In 2009, photographer Mark Seliger re-created scenes from the film for magazine Vanity Fair called West Side Story Revisited, using Camilla Belle as Maria, Ben Barnes as Tony, Jennifer Lopez as Anita, Rodrigo Santoro as Bernardo and Chris Evans as Riff. Portraying the Sharks are Minka Kelly, Jay Hernandez, Natalie Martinez, Brandon T. Jackson and Melonie Diaz. Portraying the Jets are Ashley Tisdale, Sean Faris, Robert Pattinson, Cam Gigandet, Trilby Glover, Brittany Snow and Drake Bell.

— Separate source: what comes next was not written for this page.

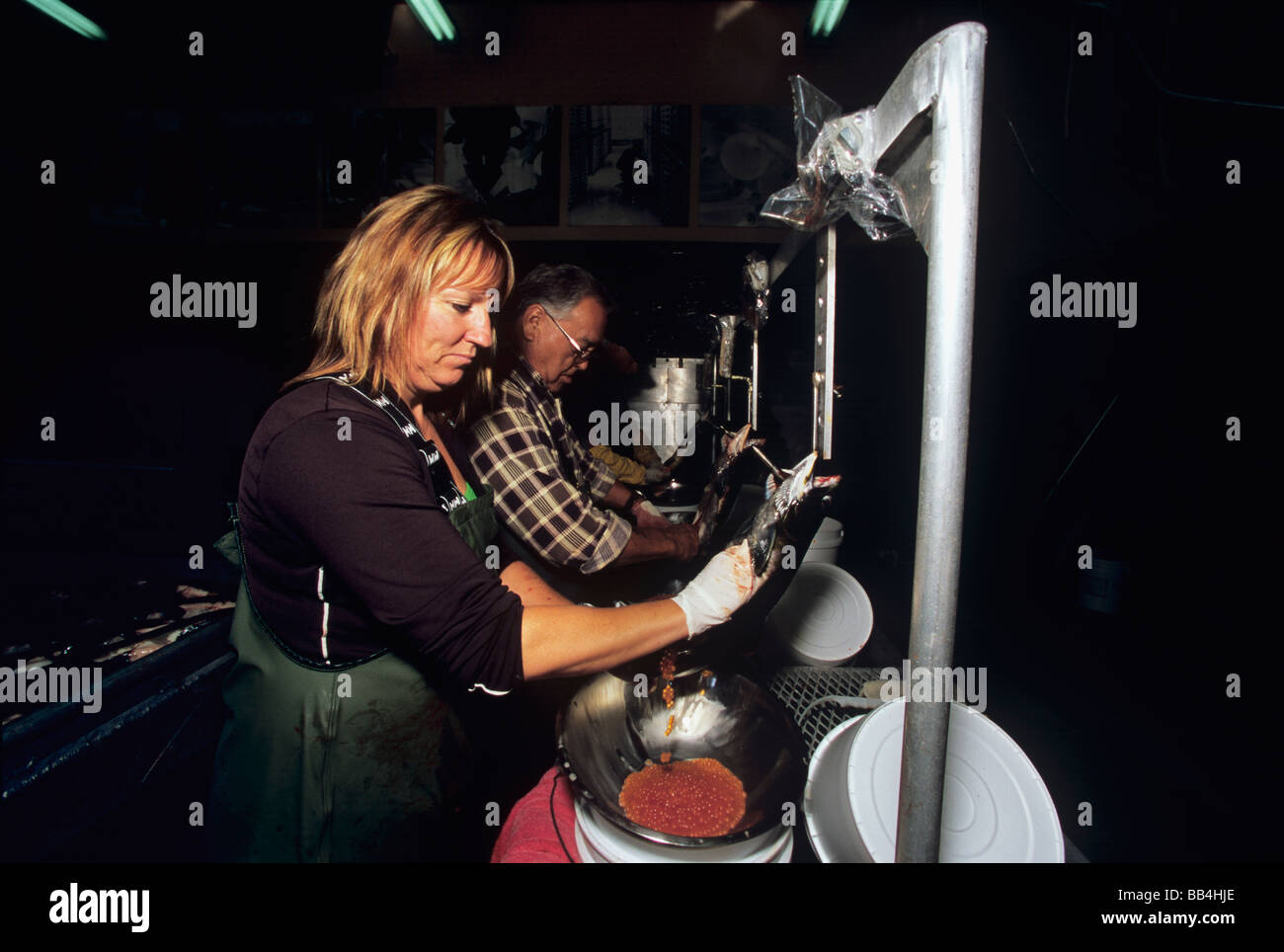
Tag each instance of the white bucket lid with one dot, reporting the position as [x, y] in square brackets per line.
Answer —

West Side Story influenced Michael Jackson's "Beat It" and "Bad" music videos. The first features Jackson as a peacemaker between two rival gangs in an homage to his favorite film.

== 2021 film ==

A second film adaptation of the musical was released by 20th Century Studios on December 10, 2021, directed by Steven Spielberg and choreographed by Justin Peck, with a screenplay by Tony Kushner. It stars Ansel Elgort as Tony, Rachel Zegler as Maria and Ariana DeBose as Anita; Moreno returns as a new character, Valentina, who is Doc's widow. It received seven nominations at the 94th Academy Awards, including Best Picture, winning one Oscar for DeBose's performance.